The Frenchman has scored vital goals, performed heroically for Celtic in cup finals and been unplayable in fierce Rangers derbies that were in need of cool heads. So, for Marvin Compper, Edouard's talent has never been questioned or doubted. Perhaps, the German says, he was still in the shadow of former Hoops striker Moussa Dembele during Compper's time, but he has since gone on to prove he's the man.

Which is why, during a 45 minute chat with the defender - promised initially to be a 'five minute blether' - it was a surprise to hear that Compper considers another to be the best and most instinctively talented player in Celtic's ranks. A player who has the skill and adaptability to go far in his career if he can consistently find that end product.

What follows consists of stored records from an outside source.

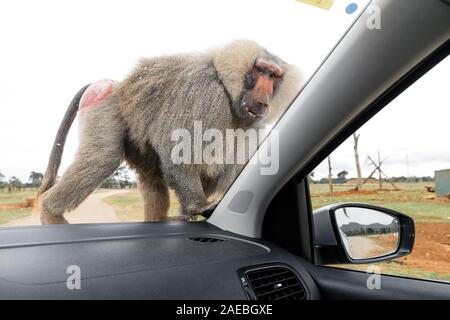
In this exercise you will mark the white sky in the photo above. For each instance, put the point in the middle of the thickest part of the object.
(412, 132)
(50, 49)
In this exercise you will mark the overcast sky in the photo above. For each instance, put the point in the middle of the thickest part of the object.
(52, 48)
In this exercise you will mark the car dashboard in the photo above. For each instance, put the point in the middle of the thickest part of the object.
(164, 260)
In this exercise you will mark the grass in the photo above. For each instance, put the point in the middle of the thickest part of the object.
(13, 205)
(13, 214)
(16, 197)
(411, 199)
(130, 206)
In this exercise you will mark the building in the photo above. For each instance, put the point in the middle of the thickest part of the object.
(442, 181)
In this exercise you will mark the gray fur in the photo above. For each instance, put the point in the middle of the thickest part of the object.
(136, 122)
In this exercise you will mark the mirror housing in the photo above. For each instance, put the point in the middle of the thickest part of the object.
(330, 247)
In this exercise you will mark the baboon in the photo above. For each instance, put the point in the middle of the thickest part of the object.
(240, 85)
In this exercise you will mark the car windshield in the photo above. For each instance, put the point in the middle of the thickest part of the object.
(50, 49)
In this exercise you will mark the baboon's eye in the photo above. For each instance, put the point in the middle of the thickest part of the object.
(259, 69)
(249, 82)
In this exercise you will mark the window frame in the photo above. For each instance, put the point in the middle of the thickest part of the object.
(379, 104)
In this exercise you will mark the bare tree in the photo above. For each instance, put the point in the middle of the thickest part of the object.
(359, 183)
(377, 166)
(330, 175)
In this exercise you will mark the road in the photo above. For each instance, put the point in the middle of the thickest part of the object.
(92, 210)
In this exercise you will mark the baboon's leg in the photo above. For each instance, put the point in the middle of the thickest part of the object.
(155, 192)
(188, 186)
(99, 155)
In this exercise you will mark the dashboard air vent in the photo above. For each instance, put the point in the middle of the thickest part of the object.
(275, 283)
(206, 239)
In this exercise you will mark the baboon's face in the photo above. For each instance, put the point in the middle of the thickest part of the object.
(260, 85)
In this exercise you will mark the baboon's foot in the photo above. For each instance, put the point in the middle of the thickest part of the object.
(53, 219)
(182, 218)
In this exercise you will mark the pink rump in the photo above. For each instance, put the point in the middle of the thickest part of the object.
(95, 94)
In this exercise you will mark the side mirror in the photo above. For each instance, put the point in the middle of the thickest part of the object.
(361, 233)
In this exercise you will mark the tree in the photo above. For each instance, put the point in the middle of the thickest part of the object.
(36, 178)
(359, 183)
(123, 176)
(330, 175)
(14, 184)
(343, 174)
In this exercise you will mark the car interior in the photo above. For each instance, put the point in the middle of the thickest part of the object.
(261, 241)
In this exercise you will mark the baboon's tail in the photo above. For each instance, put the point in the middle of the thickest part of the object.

"Mikey Johnston can go far, " Compper told Herald and Times Sport. "He has this natural instinct, he is the kind of player that, in the Scottish league, you might not even see 60 percent of what he's capable of. He is a player who can make a difference, can win a game for a team just like that. I don't want to put too much pressure on him but he could potentially be that player who plays for big teams and makes the difference for these teams.

"He's already shown that for Celtic. He's very capable. Players I've spoken to have said he's so hard to defend against and I think that's the biggest compliment an offensive player can get. He has a lot of potential but he needs to stay humble and work hard. Odsonne is another who made a huge leap forward since I was there. When I was first there, the main striker was Moussa [Dembele] and Odsonne was almost hiding a bit. Once Moussa left he stepped up big time and developed, and he'll be ready for bigger clubs in terms of the Champions League soon, if not already.

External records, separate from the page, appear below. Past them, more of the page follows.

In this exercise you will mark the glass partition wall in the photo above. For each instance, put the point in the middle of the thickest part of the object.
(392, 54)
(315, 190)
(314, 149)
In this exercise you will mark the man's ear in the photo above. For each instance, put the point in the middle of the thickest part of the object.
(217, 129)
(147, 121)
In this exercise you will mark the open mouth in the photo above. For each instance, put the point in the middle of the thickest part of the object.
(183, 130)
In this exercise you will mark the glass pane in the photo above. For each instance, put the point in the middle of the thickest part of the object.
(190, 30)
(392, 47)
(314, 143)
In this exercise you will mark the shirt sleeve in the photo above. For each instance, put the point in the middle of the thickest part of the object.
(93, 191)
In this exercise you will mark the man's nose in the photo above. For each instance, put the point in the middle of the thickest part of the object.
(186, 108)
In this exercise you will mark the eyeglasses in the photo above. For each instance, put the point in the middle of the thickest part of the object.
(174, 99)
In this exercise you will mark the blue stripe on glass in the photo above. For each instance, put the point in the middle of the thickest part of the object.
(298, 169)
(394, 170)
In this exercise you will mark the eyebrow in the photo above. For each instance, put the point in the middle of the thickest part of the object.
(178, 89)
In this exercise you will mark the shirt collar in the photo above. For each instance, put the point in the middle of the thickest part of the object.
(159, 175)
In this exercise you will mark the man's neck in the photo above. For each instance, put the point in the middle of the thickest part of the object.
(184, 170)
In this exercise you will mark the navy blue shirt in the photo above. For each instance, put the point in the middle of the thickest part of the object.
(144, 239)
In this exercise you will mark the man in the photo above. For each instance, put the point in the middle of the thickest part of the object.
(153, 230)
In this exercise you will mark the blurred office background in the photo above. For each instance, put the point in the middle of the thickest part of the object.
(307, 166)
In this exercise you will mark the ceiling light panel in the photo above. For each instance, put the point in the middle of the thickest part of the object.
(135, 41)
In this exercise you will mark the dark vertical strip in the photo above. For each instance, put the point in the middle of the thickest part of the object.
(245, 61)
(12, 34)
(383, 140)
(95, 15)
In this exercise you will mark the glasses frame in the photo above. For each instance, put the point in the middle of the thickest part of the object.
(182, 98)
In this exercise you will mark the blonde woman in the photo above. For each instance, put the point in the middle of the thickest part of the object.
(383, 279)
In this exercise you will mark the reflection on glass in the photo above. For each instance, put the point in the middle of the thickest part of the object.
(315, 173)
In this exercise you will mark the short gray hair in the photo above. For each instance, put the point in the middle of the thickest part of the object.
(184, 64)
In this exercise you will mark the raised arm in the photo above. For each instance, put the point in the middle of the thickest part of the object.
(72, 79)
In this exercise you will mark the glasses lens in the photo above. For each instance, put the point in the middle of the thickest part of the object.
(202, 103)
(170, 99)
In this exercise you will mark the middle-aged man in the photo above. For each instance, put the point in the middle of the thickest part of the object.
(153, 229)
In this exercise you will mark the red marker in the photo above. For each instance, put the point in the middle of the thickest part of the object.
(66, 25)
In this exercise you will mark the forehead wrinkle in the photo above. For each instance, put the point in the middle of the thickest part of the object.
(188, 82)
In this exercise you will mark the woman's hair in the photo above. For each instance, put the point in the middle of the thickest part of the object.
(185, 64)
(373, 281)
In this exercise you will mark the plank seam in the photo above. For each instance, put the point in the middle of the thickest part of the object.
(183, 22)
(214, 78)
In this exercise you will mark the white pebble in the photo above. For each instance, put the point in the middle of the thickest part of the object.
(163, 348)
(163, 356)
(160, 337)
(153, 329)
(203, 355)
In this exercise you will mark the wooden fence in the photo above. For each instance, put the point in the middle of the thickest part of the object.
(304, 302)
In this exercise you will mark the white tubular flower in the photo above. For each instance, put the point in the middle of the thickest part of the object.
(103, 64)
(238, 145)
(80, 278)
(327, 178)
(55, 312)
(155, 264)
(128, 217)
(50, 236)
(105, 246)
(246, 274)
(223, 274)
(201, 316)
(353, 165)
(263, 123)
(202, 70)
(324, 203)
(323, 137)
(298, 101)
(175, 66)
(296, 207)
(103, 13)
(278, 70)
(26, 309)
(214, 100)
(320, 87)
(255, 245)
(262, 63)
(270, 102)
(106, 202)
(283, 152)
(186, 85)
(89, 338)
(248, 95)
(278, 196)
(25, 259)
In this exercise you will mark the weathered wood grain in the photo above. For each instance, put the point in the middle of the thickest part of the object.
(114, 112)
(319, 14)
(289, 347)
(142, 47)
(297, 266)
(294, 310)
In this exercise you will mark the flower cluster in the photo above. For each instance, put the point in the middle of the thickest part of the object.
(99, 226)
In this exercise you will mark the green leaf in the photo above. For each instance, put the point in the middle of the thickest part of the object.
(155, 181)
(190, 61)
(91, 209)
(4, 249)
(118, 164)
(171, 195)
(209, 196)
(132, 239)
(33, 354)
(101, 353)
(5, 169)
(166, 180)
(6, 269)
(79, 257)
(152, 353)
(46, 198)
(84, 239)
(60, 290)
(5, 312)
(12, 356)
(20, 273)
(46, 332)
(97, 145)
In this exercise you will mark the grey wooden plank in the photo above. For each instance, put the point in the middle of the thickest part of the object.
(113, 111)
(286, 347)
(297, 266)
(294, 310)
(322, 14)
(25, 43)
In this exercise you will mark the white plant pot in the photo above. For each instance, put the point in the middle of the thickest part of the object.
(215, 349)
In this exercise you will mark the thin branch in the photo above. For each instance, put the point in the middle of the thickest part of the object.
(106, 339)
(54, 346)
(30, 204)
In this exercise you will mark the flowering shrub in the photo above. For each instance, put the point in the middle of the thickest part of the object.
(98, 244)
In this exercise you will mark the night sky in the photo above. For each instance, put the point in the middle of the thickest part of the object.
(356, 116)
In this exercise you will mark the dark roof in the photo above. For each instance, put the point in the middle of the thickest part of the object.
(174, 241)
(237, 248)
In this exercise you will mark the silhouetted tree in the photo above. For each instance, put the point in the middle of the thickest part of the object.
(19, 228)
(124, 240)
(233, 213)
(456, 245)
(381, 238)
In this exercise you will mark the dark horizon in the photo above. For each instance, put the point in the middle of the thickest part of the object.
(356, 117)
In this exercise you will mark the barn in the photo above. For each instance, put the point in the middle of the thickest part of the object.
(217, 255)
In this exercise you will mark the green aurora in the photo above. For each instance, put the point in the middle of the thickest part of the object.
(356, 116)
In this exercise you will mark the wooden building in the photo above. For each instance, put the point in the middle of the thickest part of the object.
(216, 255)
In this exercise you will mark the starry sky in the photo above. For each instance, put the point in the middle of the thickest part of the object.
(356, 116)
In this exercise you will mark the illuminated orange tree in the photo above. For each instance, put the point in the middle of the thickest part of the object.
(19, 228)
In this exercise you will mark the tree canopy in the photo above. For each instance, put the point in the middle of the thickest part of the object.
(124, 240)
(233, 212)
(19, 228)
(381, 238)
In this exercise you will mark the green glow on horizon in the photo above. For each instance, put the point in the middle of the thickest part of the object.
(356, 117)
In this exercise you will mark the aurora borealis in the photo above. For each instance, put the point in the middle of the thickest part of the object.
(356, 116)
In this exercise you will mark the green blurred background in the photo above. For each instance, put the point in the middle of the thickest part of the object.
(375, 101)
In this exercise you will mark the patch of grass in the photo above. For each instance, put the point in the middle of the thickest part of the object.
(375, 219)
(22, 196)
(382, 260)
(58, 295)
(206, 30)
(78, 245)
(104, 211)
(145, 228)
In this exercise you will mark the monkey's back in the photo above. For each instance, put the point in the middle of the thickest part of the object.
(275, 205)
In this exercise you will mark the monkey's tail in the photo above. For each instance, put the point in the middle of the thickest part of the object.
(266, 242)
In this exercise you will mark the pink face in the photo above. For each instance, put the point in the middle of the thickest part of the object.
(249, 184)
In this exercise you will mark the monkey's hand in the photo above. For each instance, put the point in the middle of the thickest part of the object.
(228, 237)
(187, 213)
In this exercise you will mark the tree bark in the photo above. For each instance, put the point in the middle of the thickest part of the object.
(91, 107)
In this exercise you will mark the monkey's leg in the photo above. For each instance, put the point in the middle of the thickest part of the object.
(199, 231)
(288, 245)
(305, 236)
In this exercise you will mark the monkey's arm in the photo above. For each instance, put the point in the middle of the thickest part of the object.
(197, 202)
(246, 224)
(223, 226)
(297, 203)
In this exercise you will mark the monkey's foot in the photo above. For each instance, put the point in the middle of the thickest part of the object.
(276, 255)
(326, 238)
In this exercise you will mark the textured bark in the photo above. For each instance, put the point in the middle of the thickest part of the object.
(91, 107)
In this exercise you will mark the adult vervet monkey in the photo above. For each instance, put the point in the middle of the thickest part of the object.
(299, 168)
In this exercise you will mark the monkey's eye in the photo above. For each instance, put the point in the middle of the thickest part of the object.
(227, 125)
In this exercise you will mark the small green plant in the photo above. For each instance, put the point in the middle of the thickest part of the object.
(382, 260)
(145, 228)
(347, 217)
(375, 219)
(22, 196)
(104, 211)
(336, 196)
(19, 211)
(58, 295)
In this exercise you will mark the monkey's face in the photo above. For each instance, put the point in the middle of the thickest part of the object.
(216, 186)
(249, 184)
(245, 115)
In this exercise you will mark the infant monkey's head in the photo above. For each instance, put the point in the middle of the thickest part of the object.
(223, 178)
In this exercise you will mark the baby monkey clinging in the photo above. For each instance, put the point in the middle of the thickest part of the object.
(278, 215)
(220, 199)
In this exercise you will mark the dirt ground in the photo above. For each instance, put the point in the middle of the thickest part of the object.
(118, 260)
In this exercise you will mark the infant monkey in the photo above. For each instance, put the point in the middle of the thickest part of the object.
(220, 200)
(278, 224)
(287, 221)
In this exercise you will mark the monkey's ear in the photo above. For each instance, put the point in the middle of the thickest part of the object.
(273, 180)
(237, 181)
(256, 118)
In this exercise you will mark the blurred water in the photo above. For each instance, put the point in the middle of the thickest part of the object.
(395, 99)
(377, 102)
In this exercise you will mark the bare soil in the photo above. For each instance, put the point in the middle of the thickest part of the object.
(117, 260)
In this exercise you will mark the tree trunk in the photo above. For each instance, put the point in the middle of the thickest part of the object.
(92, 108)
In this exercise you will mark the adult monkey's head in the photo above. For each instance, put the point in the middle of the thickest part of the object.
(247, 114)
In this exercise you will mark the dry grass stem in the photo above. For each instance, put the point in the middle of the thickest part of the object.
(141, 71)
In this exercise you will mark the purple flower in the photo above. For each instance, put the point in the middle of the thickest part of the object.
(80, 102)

"But it's Mikey. And because he's a homegrown player he's a big, big talent. He just has to use his skills for more product. Because I shared the locker room with Mikey, Anthony Ralston, Scotty Allan, we had a lot of talks and I always told him the most important thing in his game was to have end product. At the end of the dribbling should be an assist, a shot on goal or a goal. The outcome of what you do has to be visible. That's all that matters in football.

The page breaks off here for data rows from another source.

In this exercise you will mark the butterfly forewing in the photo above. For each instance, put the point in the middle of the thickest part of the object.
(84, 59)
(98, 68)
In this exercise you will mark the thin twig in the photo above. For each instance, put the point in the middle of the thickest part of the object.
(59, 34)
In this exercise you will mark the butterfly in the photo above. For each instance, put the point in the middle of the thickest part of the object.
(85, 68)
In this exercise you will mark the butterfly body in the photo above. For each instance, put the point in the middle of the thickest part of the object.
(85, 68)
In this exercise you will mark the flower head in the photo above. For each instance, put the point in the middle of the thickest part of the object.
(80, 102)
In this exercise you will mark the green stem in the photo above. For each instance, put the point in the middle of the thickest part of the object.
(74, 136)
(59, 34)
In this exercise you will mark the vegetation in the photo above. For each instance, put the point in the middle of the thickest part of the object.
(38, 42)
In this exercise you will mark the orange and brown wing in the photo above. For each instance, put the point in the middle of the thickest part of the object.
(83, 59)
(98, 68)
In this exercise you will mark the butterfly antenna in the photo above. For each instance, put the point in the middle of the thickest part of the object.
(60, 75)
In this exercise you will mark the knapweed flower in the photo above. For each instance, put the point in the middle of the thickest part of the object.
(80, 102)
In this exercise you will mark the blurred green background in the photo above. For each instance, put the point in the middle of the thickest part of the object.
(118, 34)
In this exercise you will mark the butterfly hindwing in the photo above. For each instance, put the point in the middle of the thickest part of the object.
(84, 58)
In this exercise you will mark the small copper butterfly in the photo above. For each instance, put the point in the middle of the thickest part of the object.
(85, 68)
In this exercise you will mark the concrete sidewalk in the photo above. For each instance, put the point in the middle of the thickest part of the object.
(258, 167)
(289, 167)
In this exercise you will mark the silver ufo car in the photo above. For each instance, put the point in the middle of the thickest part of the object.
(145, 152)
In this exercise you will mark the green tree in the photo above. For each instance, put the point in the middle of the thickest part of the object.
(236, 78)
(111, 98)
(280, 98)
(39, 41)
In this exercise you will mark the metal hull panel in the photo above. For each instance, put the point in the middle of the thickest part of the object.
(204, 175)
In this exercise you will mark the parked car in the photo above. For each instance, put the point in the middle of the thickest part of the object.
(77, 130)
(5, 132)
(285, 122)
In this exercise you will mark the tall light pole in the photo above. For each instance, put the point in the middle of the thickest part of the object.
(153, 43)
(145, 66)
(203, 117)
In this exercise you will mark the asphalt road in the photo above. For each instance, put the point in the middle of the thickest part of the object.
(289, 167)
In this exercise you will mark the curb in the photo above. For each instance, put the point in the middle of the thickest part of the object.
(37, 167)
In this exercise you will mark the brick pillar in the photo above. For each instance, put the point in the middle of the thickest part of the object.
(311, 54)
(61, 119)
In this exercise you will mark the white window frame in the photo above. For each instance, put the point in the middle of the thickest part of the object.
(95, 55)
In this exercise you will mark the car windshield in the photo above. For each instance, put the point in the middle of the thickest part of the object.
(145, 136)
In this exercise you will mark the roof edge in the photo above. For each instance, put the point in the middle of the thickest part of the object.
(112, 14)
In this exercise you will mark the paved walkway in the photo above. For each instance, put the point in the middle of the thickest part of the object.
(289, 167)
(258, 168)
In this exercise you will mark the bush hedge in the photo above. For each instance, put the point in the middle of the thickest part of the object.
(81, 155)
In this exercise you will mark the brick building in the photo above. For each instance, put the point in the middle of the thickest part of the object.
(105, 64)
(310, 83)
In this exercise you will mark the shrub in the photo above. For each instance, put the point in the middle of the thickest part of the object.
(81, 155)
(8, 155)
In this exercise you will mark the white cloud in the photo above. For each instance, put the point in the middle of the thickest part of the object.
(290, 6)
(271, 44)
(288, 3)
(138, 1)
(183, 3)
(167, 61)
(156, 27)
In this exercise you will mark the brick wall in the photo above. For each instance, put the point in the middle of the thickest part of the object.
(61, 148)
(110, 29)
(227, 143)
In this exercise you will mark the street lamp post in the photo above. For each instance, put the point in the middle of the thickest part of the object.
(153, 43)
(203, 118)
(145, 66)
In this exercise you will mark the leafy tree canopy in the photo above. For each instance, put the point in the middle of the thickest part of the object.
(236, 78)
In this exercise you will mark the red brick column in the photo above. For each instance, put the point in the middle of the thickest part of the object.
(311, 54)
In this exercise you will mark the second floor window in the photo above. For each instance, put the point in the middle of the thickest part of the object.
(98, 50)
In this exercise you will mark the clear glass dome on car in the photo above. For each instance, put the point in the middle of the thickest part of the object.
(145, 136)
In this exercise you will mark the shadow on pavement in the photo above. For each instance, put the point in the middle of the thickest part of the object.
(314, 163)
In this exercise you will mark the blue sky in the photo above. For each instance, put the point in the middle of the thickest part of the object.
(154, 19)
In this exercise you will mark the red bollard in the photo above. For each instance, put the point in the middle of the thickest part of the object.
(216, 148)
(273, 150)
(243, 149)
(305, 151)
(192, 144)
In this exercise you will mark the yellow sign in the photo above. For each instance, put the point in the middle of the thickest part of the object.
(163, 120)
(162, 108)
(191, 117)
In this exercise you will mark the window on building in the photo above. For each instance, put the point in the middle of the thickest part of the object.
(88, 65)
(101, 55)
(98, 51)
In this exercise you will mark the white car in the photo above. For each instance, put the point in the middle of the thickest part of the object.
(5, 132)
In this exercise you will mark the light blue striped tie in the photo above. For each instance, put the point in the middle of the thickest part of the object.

"Karamoko Dembele is another, one of the biggest talents in Europe at his age but he has to develop. He has time, he needs to become a man on the pitch. Skill-wise, no question."

If Johnston - who made 21 appearances for Celtic this season before his injury - has the potential to become a major star for the Hoops, Compper reckons his old teammate Kris Ajer can go even further. While the German claims he doesn't want to put Johnston under too much pressure, he seemingly doesn't mind throwing down the gauntlet to Norwegian Ajer.

Referencing Virgil van Dijk's ascendancy to the top ranking centre-half in the world, Compper believes Ajer has it in him to follow in the Dutchman's footsteps. It's no wonder, the 34-year-old says, that clubs the size of AC Milan and Leicester City in the Premier League are already sniffing around.

Quick with a comparison to RB Leipzig wonderkid Dayot Upamecano, Compper believes the Frenchman is inches better than Ajer at this time, simply down to the quality of competition he takes on every week. But he has no doubts Ajer can surpass that and go on to be one of the best.

"Kris Ajer has all the tools to become one of the best defenders in the world," Compper added. "Of course, there's a long way to go and a lot of development that has to take place. When I played in Leipzig there was a defender Dayot Upamecano who is the same age, as quick as Kris and almost as tall, but you make the comparison.

"Upamecano played earlier in a league where you have to be at your best every week. He had to develop quicker. But you can see with Kris in international games, the task is harder and he's had to bring his A-game. In the Scottish league he can play at 60 or 70 percent which can make development harder and it can take more time to develop. But Kris has everything, the speed, the physicality and technique. He's smart and picks up things he's able to learn and adapt, so he has all the tools. It will come down to the tasks he gives himself.

"When you think of Celtic defenders you always come back to Virgil van Dijk, he made the correct decisions to improve his development and look where he is now. For Kris that will be the goal, to make these steps. He might become one of the best, it's possible, he's confident to want to achieve that, but there's a long way to go and a lot of hurdles to jump. Knowing what's already there and what he might be capable of, it's a lot."